OGH 1Ob61/19f

OGH1Ob61/19f30.4.2019

Der Oberste Gerichtshof hat als Revisionsgericht durch den Senatspräsidenten Univ.‑Prof. Dr.

 Bydlinski als Vorsitzenden sowie die Hofräte und Hofrätin Mag. Wurzer, Mag. Dr. Wurdinger, Dr. Hofer‑Zeni‑Rennhofer und Dr. Parzmayr als weitere Richter in den verbundenen Rechtssachen der klagenden Parteien 1. mj M*****, und 2. I*****, beide *****, vertreten durch Dr. Astrid Wagner, Rechtsanwältin in Wien, gegen die beklagte Partei Republik Österreich (Bund), vertreten durch die Finanzprokuratur in Wien, wegen 40.370 EUR sA (Erstklägerin) bzw 32.255,11 EUR sA (Zweitklägerin) und Feststellung, über die außerordentliche Revision der klagenden Parteien gegen das Urteil des Oberlandesgerichts Linz als Berufungsgericht vom 26. Februar 2019, GZ 4 R 19/19w‑15, mit dem das Urteil des Landesgerichts Salzburg vom 20. Dezember 2018, GZ 3 Cg 43/18g‑11, bestätigt wurde, in nichtöffentlicher Sitzung, den

Beschluss

gefasst:

European Case Law Identifier: ECLI:AT:OGH0002:2019:0010OB00061.19F.0430.000

 

Spruch:

Die außerordentliche Revision wird gemäß § 508a Abs 2 ZPO mangels der Voraussetzungen des § 502 Abs 1 ZPO zurückgewiesen.

 

Begründung:

Die Erstklägerin, eine Schülerin eines Privatgymnasiums (mit Öffentlichkeitsrecht), verletzte sich während eines Schulschikurses, als sie unter Aufsicht einer Lehrerin auf einer „schwarzen Piste“ fuhr. Die Lehrerin hielt es weder ernstlich für möglich noch fand sie sich billigend damit ab, dass die Erstklägerin auf dieser Piste stürzen und sich verletzen könnte.
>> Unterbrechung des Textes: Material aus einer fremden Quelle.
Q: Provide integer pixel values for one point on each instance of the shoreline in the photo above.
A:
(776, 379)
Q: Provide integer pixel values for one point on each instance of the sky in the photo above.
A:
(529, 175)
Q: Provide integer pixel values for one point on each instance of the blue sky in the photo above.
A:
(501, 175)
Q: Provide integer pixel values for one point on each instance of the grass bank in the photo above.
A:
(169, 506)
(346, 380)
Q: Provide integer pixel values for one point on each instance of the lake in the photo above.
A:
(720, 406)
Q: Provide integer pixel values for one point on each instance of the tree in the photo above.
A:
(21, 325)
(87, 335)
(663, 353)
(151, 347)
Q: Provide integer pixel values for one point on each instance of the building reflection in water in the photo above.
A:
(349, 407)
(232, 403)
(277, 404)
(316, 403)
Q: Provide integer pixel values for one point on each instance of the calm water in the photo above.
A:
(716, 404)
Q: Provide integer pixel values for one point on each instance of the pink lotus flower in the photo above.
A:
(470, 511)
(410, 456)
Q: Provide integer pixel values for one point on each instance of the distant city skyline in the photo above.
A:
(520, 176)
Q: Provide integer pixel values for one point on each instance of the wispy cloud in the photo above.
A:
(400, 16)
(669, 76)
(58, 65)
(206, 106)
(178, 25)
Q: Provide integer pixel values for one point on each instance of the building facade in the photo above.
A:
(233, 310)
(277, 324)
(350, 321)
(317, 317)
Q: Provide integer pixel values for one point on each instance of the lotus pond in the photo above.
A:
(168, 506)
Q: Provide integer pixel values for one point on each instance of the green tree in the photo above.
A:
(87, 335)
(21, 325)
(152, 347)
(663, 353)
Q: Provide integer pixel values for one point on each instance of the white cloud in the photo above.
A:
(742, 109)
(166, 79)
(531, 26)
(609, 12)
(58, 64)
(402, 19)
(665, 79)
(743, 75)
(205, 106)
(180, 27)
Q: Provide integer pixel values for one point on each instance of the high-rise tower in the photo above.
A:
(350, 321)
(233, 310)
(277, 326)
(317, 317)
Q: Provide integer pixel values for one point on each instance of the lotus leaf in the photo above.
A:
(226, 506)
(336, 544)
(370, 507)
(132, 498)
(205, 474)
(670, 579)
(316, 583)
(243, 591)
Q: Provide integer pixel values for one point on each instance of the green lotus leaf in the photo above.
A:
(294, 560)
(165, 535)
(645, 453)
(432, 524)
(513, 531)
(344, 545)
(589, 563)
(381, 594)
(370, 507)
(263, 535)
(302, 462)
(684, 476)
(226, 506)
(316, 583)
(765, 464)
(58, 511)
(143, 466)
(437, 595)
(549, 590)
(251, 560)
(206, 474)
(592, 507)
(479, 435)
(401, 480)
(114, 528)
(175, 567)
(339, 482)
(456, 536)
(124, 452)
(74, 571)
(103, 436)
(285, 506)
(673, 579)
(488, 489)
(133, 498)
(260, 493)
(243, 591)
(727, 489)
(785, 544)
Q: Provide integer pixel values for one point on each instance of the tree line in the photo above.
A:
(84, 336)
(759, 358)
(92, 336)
Beide Vorinstanzen wiesen übereinstimmend die auf das Amtshaftungsgesetz gestützten Ansprüche der verletzten Schülerin und ihrer Mutter auf Schmerzengeld (und auf Ersatz von Behandlungskosten und Verdienstentgang) sowie deren Begehren auf Feststellung der Haftung unter Hinweis auf das umfassende Haftungsprivileg nach § 333 iVm § 335 Abs 3 ASVG iVm § 175 Abs 4 und 5 ASVG ab.

Rechtliche Beurteilung

1. Die Klägerinnen behaupten in ihrer außerordentlichen Revision vor allem, das Ergebnis, dass nur bei Vorsatz gehaftet würde, sei höchst unbefriedigend und weder vom Willen des Gesetzgebers gedeckt noch rechtspolitisch erwünscht. Die Vorgangsweise der Lehrerin sei im vorliegenden Fall derart grob sorgfaltswidrig gewesen, dass eine „extensive Auslegung“ des § 175 Abs 4 ASVG iVm § 333 ASVG erfolgen hätte müssen.
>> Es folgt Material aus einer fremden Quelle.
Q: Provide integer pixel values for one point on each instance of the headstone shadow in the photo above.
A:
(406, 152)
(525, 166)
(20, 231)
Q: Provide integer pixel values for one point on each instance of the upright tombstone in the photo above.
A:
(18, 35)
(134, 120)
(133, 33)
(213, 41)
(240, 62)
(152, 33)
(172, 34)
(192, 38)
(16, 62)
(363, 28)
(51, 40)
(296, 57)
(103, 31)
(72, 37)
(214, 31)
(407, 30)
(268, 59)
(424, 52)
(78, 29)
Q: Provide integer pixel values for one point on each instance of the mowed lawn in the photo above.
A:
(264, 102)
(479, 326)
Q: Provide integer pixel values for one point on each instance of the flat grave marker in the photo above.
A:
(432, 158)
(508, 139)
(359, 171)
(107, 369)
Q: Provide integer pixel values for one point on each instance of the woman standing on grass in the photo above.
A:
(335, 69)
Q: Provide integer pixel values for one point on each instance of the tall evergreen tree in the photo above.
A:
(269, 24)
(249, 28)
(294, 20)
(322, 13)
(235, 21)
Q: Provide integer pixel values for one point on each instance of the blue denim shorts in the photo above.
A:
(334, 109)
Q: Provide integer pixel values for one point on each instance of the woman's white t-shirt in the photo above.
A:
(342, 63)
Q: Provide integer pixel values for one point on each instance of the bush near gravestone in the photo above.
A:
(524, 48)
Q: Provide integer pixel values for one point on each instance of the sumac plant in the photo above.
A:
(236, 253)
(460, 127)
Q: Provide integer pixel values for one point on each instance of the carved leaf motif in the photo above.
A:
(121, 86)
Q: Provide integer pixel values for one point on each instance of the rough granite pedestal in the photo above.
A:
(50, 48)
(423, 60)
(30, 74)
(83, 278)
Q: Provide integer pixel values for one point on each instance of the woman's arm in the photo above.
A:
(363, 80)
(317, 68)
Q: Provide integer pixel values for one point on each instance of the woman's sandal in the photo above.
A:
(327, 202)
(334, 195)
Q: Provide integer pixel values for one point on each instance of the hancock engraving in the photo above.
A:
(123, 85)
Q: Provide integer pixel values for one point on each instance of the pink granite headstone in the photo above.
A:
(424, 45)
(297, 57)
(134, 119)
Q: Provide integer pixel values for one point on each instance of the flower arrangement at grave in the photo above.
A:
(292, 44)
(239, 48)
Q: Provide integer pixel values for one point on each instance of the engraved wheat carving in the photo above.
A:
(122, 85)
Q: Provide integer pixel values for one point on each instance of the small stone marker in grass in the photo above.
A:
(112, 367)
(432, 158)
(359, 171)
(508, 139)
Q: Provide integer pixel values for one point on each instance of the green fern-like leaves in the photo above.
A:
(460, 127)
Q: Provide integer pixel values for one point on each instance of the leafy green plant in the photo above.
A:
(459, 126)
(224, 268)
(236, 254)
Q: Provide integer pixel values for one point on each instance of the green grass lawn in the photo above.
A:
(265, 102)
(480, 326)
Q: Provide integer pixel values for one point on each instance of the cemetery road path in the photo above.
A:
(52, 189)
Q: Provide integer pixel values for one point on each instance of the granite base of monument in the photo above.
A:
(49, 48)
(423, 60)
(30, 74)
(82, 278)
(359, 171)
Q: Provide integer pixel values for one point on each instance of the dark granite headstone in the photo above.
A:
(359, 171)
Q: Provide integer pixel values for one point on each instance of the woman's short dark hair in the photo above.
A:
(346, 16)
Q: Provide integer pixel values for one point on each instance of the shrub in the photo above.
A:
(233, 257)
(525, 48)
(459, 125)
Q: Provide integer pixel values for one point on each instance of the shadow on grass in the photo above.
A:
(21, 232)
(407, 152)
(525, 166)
Diese Ansicht widerspricht nicht nur dem klaren Gesetzeswortlaut, sondern auch der ständigen und gefestigten Rechtsprechung des Obersten Gerichtshofs, wonach „Vorsatz“ im Sinne des § 333 ASVG „böse Absicht“ bedeutet und sich dieser Begriff auch nicht mit gröblichster Fahrlässigkeit gleichsetzen lässt (RS0085680). Vorsatz im Sinne dieser Gesetzesstelle ist daher nur gegeben, wenn der Schaden widerrechtlich mit Wissen und Willen verursacht worden ist (RS0085680 [T3]). Angesichts des Umstands, dass der Gesetzgeber für eine Haftung des Dienstgebers gegenüber dem Versicherten in § 333 Abs 1 ASVG als Voraussetzung die vorsätzliche Verursachung des Unfalls verlangt, es dagegen bei den Ersatzansprüchen für alle vom Sozialversicherungsträger zu gewährenden Leistungen (insoweit) aber ausreichen lässt, dass der Unfall „vorsätzlich oder durch grobe Fahrlässigkeit“ verursacht wurde (§ 334 Abs 1 ASVG) und damit zwischen diesen beiden inneren Einstellungen unterscheidet, ist nicht verständlich, warum diese Auslegung dem „Willen des Gesetzgebers“ nicht entsprechen sollte.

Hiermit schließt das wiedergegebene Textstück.